Today, food coloring added into foods is considered a norm. “It is estimated that between 2,500 and 3,000 different agents are presently used as food additives.” Prior to using the dozens of food additives, people have used different spices/herbs to help with the taste of food, salt was used to protect meat, sugar on the fruits, and natural pigmentation for the colors of our foods. Although additives are used to help to maintain the shelf life of food, some are used solely for cosmetic reasons. Food coloring helps maintain natural color loss due to the climate (air, sunlight, moisture, weather etc.) It is also used to make food look more attractive for marketing purposes. For example, if Trix cereal was gray and not colorful, children would not be interested in eating the cereal. Synthetic dyes are used because it is economically the better choice. The FDA has approved 9 dyes in the USA. Synthetic dyes are used in our snacks, cereals, and many colorful foods that attract the eyes of children.
Dr. Benjamin Feingold was the director of allergists, and a pediatrician who lived in California. He has published peer-reviewed papers on behavioral changes related to allergies. He became worrisome about the dyes introduced into the foods in the 1960s, although he was aware of the behavioral changes in children long before. Feingold proposed that children’s bodies were having an immunological response to dyes and preservatives, and not an allergic response. Dr. Feingold was aware of the elimination diet, and he has used it in his line of work to determine allergies in his patients previously. His beliefs included that ADHD will increase due to the dyes in the foods. Feingold treated children with Dr. Lockey’s elimination diet to conclude if removing the dyes from the children’s diet, they will decrease in ADHD symptoms. His results showed that 50% of the children on his diet had good feedback.
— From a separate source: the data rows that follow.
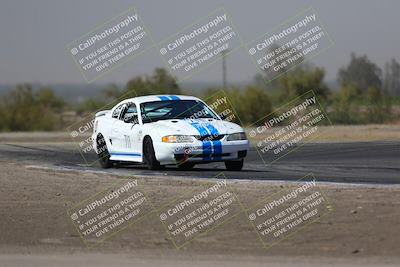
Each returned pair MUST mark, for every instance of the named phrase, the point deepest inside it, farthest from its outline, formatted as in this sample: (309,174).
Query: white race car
(163,130)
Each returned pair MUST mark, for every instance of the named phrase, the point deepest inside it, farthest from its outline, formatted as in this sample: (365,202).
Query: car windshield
(175,109)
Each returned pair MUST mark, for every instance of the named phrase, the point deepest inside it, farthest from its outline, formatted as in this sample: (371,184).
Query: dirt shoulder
(364,224)
(338,133)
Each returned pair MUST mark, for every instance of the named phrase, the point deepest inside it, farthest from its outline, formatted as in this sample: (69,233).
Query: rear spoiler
(102,113)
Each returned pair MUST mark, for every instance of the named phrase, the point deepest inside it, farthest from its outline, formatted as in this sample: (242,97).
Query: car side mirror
(131,119)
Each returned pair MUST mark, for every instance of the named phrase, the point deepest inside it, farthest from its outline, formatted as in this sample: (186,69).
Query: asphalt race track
(353,162)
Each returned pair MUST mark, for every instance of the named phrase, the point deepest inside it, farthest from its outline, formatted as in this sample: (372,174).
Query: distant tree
(392,78)
(345,105)
(360,72)
(300,80)
(22,110)
(111,91)
(255,102)
(267,79)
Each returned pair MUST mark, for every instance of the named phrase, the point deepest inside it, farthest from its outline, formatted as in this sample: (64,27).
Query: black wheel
(103,154)
(234,165)
(185,166)
(149,155)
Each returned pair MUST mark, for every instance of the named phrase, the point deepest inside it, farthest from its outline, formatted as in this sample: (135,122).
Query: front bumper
(198,152)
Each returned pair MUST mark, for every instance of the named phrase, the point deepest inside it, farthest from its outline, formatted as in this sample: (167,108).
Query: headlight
(177,139)
(236,136)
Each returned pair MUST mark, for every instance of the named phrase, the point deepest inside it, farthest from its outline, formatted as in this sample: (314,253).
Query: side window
(116,111)
(130,115)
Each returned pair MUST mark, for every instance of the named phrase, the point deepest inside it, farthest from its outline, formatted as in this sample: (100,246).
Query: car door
(126,132)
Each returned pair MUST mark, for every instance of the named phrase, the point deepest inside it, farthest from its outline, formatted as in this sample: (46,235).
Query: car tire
(104,155)
(186,166)
(149,155)
(234,165)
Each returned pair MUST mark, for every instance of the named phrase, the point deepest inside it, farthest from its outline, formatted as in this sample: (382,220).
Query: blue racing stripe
(125,154)
(216,143)
(174,97)
(163,98)
(207,145)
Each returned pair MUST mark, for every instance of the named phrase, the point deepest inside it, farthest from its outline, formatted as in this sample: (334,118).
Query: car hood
(195,127)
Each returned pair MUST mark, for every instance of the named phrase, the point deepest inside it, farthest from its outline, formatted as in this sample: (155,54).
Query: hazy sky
(34,34)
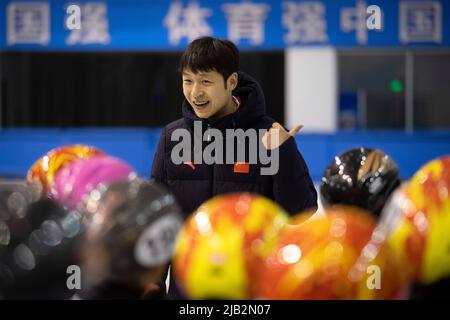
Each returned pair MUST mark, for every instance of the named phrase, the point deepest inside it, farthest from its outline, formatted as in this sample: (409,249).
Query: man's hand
(277,135)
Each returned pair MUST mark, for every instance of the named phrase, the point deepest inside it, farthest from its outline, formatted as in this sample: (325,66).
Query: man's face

Diet may not be the only indicator in ADHD, but it plays a huge role in the increase diagnosing of ADHD. Aside from the additives that are in today’s processed and non-organic foods, consuming the right food can help with the ADHD diagnosis crisis we are now going through. Families are becoming more aware of food dyes and are refraining from feeding their children such. This has made it easier for big companies such as Kraft to want to remove certain dyes from their products. According to CBS news, Kraft has removed artificial food coloring, notably Yellow No. 5 and Yellow No. 6 dyes due to claims that the dyes may be linked to ADHD in children. Coca cola and Walmart have removed certain dyes from their products in other countries. U.K. branches of Wal-Mart, Kraft, Coca Cola and the Mars candy company (who make M&Ms), have voluntarily removed artificial colors, the preservative sodium benzoate, and even aspartame from their products. Particularly those marketed to kids.